‘The Hallow’ – Review

by Lynn Sorel

‘The Hallow’ – Review

By Lynn Sorel

Rating: 10 out of 10

Synopsis: A family who move into a remote milllhouse in Ireland find themselves in a fight for survival with demonic creatures living in the woods. 

Our Thoughts: ‘The Hallow’ is an absolutely amazing fairy-tale based horror film that is part creature feature, party bloody horror. It takes a scientific approach to the ideas presented, and makes an extremely realistic portrayal of a real life fairy tale come to life in modern times.

When a family moves to an area of Ireland where the townspeople believe that the woods belong to what they call “The Hallow”, otherwise known as fairies, they are met with resistance from the community. British conservationist Adam ignores the their warnings and trespasses on that land for his the purpose of his work. The family starts being harassed by what they think is their neighbor who has been aggressive with his warnings. It gets particularly creepy when something breaks the window to their baby’s bedroom and they see something inhuman in the woods. Despite what he sees, Adam is convinced it is his neighbor. When things reach a tipping point, the family decides to pack up and leave altogether. However, this is just the beginning of their nightmare.

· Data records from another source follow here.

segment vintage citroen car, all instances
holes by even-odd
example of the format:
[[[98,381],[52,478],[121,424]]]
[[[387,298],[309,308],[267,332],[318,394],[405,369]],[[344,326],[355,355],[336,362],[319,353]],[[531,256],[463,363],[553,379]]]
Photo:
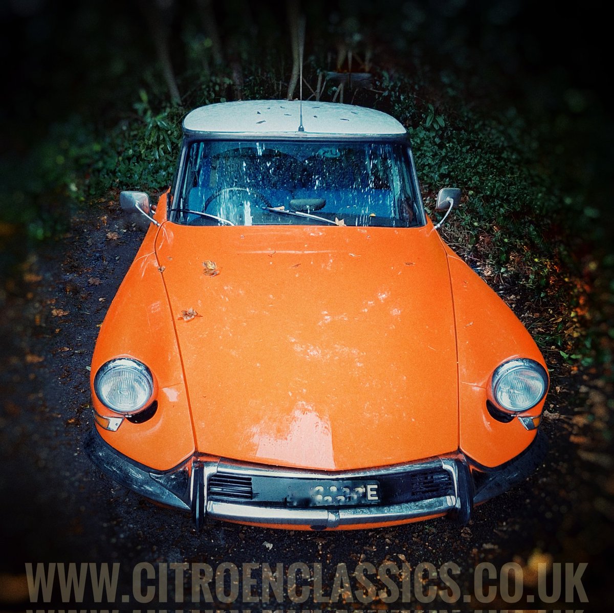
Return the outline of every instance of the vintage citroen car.
[[[150,225],[92,359],[93,462],[199,528],[462,523],[524,480],[545,364],[426,215],[403,127],[252,101],[183,129],[157,206],[121,195]]]

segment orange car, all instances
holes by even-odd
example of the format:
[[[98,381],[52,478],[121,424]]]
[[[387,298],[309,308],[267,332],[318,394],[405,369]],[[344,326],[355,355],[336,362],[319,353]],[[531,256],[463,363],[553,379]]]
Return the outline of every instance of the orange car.
[[[541,462],[543,359],[426,214],[398,122],[252,101],[183,128],[155,210],[121,195],[150,225],[92,359],[96,464],[199,528],[324,529],[465,522]]]

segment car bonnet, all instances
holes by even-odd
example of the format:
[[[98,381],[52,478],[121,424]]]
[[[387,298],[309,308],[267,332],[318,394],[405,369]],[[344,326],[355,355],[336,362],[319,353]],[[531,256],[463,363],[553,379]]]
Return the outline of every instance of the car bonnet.
[[[156,253],[200,452],[348,470],[457,449],[449,276],[430,224],[166,223]]]

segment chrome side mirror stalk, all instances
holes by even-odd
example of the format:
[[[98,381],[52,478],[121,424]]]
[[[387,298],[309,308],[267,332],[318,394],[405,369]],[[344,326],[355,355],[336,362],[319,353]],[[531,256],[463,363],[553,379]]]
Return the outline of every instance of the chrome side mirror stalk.
[[[131,211],[136,208],[142,215],[144,215],[150,222],[159,226],[160,224],[151,216],[151,206],[149,197],[144,192],[120,192],[119,205],[122,209]]]
[[[435,207],[437,211],[445,211],[446,214],[443,219],[435,226],[435,230],[438,230],[446,218],[449,215],[453,209],[456,208],[460,203],[460,190],[458,187],[444,187],[439,190],[437,194],[437,205]]]

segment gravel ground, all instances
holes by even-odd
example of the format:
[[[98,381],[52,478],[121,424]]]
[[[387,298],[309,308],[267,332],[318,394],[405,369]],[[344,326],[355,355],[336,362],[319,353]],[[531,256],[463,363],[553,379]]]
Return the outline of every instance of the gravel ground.
[[[74,217],[61,240],[33,254],[20,278],[7,281],[2,290],[0,609],[48,609],[54,604],[63,608],[57,590],[52,603],[44,604],[41,597],[37,607],[30,604],[25,563],[50,562],[120,563],[115,600],[96,603],[89,588],[84,597],[95,609],[119,611],[195,610],[198,605],[181,603],[179,597],[182,582],[186,601],[191,599],[192,580],[198,576],[192,564],[199,563],[218,571],[219,564],[228,563],[217,601],[201,605],[208,609],[531,609],[538,601],[539,564],[556,576],[556,563],[574,564],[589,602],[581,603],[577,592],[573,602],[565,602],[564,591],[558,601],[541,608],[598,610],[602,600],[607,601],[602,561],[613,542],[614,479],[604,432],[612,390],[597,374],[565,364],[558,351],[546,354],[553,370],[542,426],[550,442],[544,464],[521,486],[476,508],[469,525],[462,528],[445,519],[325,533],[211,521],[197,534],[187,515],[156,507],[103,476],[82,451],[92,428],[88,367],[98,326],[142,235],[142,228],[125,219],[116,205],[93,203]],[[545,308],[526,298],[510,302],[529,329],[532,319],[543,316]],[[459,601],[440,599],[448,592],[440,579],[427,579],[429,566],[417,584],[425,590],[429,585],[440,588],[433,602],[417,598],[413,582],[411,595],[402,594],[395,602],[379,596],[359,601],[360,586],[352,579],[348,589],[343,569],[351,574],[360,563],[378,568],[386,561],[404,568],[408,577],[420,563],[437,569],[454,563],[458,566],[453,576],[460,589]],[[506,563],[522,569],[518,602],[506,604],[500,590],[492,602],[480,602],[475,570],[485,561],[493,563],[498,574]],[[141,562],[156,565],[153,568],[160,576],[166,576],[165,564],[188,566],[183,582],[181,573],[168,567],[165,601],[157,579],[139,579],[133,593],[133,568]],[[584,562],[588,566],[582,574],[578,564]],[[241,592],[233,602],[236,581],[232,564],[240,574],[241,565],[248,563],[257,565],[252,573],[255,594],[262,592],[258,577],[263,564],[274,569],[282,563],[286,571],[293,563],[305,563],[316,575],[321,568],[324,598],[319,597],[316,577],[313,583],[303,582],[312,588],[304,603],[287,596],[279,603],[274,598],[268,603],[249,603],[242,601]],[[177,586],[176,574],[180,577]],[[145,597],[139,602],[145,583],[157,586],[155,595],[149,603],[142,601]],[[565,583],[571,584],[570,577]],[[338,598],[329,603],[325,599],[333,588]],[[225,593],[230,596],[225,599]],[[63,608],[68,604],[64,601]]]

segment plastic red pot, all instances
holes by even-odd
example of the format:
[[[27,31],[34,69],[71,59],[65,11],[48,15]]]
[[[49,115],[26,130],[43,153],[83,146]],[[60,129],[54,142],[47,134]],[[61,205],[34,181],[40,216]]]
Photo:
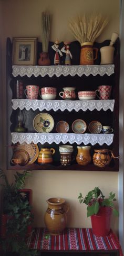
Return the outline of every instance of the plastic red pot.
[[[104,236],[109,234],[111,213],[111,208],[101,207],[97,215],[91,216],[92,233],[94,235]]]

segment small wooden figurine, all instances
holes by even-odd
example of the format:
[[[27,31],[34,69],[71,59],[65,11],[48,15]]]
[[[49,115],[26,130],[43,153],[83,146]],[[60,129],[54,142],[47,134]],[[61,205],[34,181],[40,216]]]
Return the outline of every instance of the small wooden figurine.
[[[70,59],[73,59],[72,54],[69,51],[70,42],[64,42],[64,46],[61,48],[61,51],[66,53],[65,65],[71,65]]]
[[[56,53],[55,54],[54,61],[55,65],[60,65],[59,55],[60,56],[60,57],[63,56],[63,53],[61,52],[61,51],[59,50],[58,47],[59,47],[58,41],[58,40],[56,40],[54,44],[51,46],[51,48],[53,49],[53,50],[54,51],[56,51]]]

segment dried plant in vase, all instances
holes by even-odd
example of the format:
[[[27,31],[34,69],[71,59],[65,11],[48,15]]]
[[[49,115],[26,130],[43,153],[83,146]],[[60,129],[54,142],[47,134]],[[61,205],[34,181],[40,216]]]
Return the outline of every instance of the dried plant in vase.
[[[48,56],[50,21],[50,15],[48,13],[43,12],[42,13],[42,52],[40,53],[40,58],[38,60],[38,65],[40,66],[50,65]]]
[[[101,14],[85,15],[78,16],[69,23],[69,28],[76,39],[81,45],[80,64],[93,65],[97,58],[97,48],[93,48],[96,39],[101,34],[108,23],[108,19]],[[94,50],[95,57],[94,58]]]

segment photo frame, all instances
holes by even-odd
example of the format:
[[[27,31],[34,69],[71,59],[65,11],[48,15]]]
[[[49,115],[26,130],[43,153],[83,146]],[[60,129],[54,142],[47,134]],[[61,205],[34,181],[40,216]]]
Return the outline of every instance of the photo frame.
[[[13,38],[13,65],[36,65],[37,38]]]

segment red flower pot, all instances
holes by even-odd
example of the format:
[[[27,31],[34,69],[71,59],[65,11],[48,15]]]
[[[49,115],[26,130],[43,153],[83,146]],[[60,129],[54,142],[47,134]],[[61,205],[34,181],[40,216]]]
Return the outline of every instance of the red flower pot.
[[[110,207],[101,207],[97,215],[91,216],[92,233],[94,235],[104,236],[109,234],[112,211]]]

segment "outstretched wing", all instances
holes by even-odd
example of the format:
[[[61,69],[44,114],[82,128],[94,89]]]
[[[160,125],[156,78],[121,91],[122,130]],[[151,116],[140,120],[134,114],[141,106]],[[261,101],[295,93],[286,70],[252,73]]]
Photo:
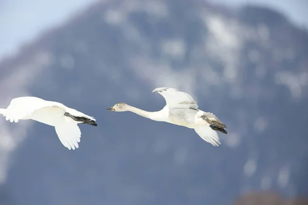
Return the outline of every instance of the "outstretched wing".
[[[41,108],[57,106],[65,109],[66,107],[57,102],[45,100],[36,97],[21,97],[13,99],[3,115],[11,122],[29,118],[35,110]]]
[[[204,112],[201,118],[208,122],[209,124],[217,126],[220,128],[225,128],[226,127],[215,115],[210,112]]]
[[[186,93],[175,88],[158,88],[152,92],[160,94],[166,100],[167,106],[173,108],[191,108],[198,110],[198,105],[192,97]]]
[[[209,126],[200,126],[195,128],[195,131],[202,139],[214,146],[220,145],[219,137],[217,133]]]
[[[76,122],[67,120],[59,123],[54,128],[59,139],[65,147],[70,150],[78,148],[81,132]]]

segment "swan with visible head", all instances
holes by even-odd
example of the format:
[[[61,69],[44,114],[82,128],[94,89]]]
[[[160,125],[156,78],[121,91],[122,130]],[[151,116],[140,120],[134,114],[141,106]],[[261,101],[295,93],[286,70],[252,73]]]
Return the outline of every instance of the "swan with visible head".
[[[198,109],[197,102],[190,95],[171,88],[158,88],[152,92],[160,94],[166,100],[166,106],[159,111],[148,112],[124,102],[117,103],[107,110],[130,111],[153,120],[194,129],[206,141],[214,146],[220,144],[216,131],[227,134],[224,129],[226,126],[213,113]]]
[[[79,147],[81,136],[79,123],[97,126],[92,117],[60,102],[35,97],[14,98],[6,109],[0,109],[0,114],[11,122],[33,119],[54,127],[59,139],[70,150]]]

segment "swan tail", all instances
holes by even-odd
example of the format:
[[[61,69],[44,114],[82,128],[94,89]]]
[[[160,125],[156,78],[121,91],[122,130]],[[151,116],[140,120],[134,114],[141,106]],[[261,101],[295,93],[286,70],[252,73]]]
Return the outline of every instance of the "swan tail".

The film cuts straight into the story, and doesn’t waste time on anything that is not key   to it’s storyline. It is very heavy on suspense and extremely creepy in atmosphere. I am not often scared by a film as a seasoned horror fan, but I found the first half of the film terrifying. The second half is less so, in that it becomes focused on creatures. As they are exposed to the viewers more, a different kind of suspense takes over the film. It shifts to more action-centered horror that keeps you on the edge of your seat until the end. There were a handful of times I thought I could predict the outcome, with the foreshadowing presented early in the film. However, it wrapped up in a way better than I had even hoped for. 

Fairy tale use in horror is extremely rare and it is refreshing to see an original story that makes use of it.  It has underlying themes of nature fighting back against the intrusion of man. Joseph Mawle is excellent as the scientific Adam. Bojana Novakovic is memorable as terrified mother Clare.  Various horror sub genres are elegantly blended and the result is one of the best horror films I’ve seen in years.  Horror fans will not want to miss ‘The Hallow’.